Die italienische Psychiatrie bestand bis Ende der 70er-Jahre aus riesigen, baufälligen Bewahranstalten mit fast nur Zwangseingewiesenen. Durch seine Praxis und seine provokanten Schriften machte sich der mit der KPI Sympathisierende Basaglia zum Kopf der spät einsetzenden, besonders tief greifenden italienischen Psychiatriereform und Gorizia zum Fanal. Die Undurchlässigkeit der Anstalten und die darin herrschenden inhumanen Behandlungsmethoden ließen ihn zum konsequenten Bekämpfer psychiatrischer Kliniken werden, die sich nach seiner Meinung wichtiger nähmen als ihre Patienten und sich weigerten, das System aus deren Sichtweise zu verstehen, und stattdessen technokratisch fortführen, Kranke zu klassifizieren und unterdrücken und so zu Anstaltsartefakten machten. Unter dem Eindruck seines Charismas wurde 1978 das "Gesetz 180" erlassen, das bis in die 90er-Jahre die Abschaffung der Anstalten nach sich zog. Von ihm angestrebte Ambulanzen, Tageskliniken und kleine Stationen an Allgemeinkrankenhäusern konnten jedoch nicht entsprechend schnell aufgebaut werden, sodass für viele frisch Erkrankte eine Behandlung unerreichbar wurde.
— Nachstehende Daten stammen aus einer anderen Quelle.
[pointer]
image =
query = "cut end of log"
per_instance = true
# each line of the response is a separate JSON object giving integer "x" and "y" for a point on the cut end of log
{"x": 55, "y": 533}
In privat aufsprießenden Großkliniken entstanden unhaltbare Zustände. Diese, ihrer besonderen Radikalität geschuldeten Fehlentwicklungen erlebte Basaglia nur anfangs mit, er erlag 1980 den Folgen eines Hirntumors.
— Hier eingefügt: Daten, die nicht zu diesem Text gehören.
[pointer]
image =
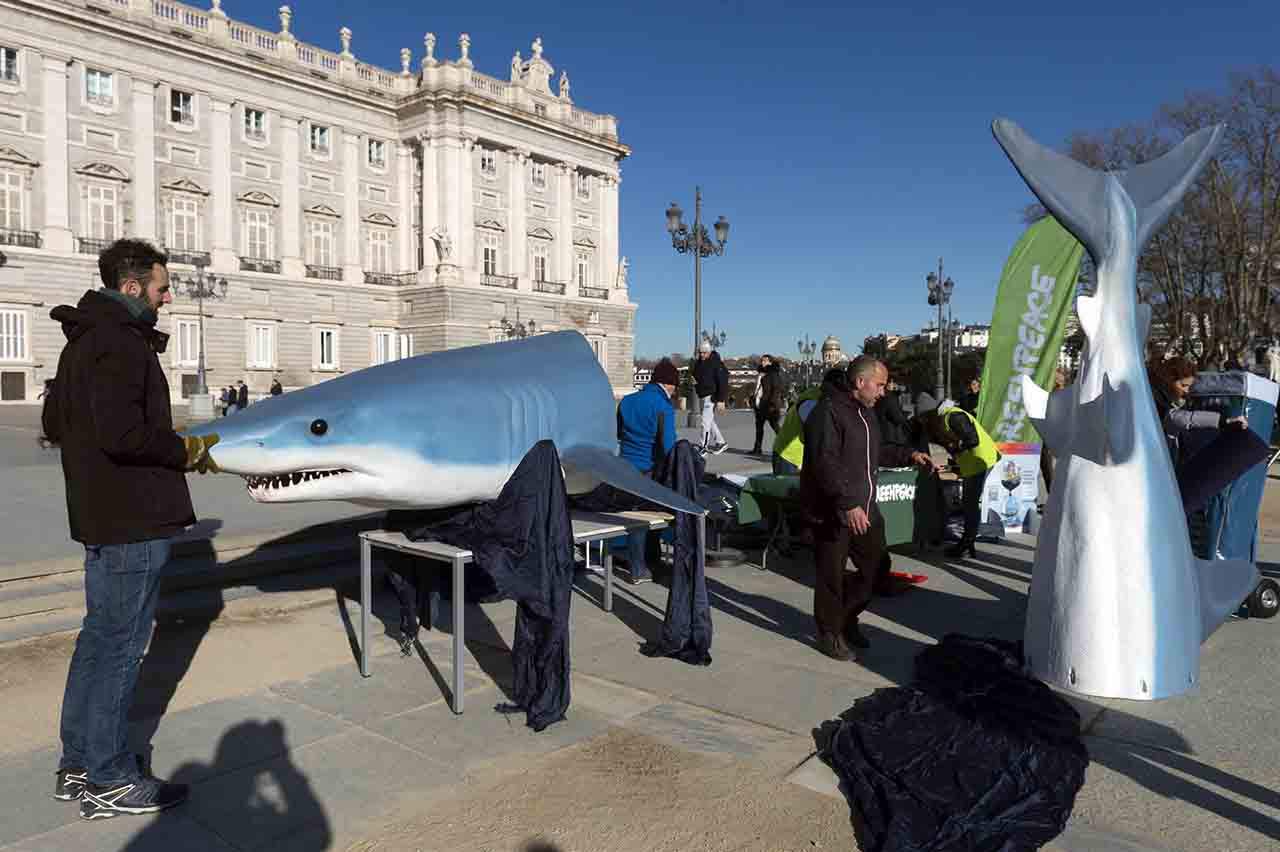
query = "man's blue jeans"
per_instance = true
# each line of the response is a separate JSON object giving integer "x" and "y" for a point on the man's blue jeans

Nachdem der gebürtige Venezianer vorübergehend in die Ecke der Antipsychiater abgeschoben wurde, erscheinen jetzt vermehrt Würdigungen, die seine berechtigte Kritik an den damaligen Zuständen der Institution Psychiatrie betonen. Vielleicht konnten nur mit seinem Übereifer für entmündigte, totalhospitalisierte und zwangsbehandelte psychisch kranke Menschen humanitäre Lebens- und Versorgungsstrukturen erzwungen werden.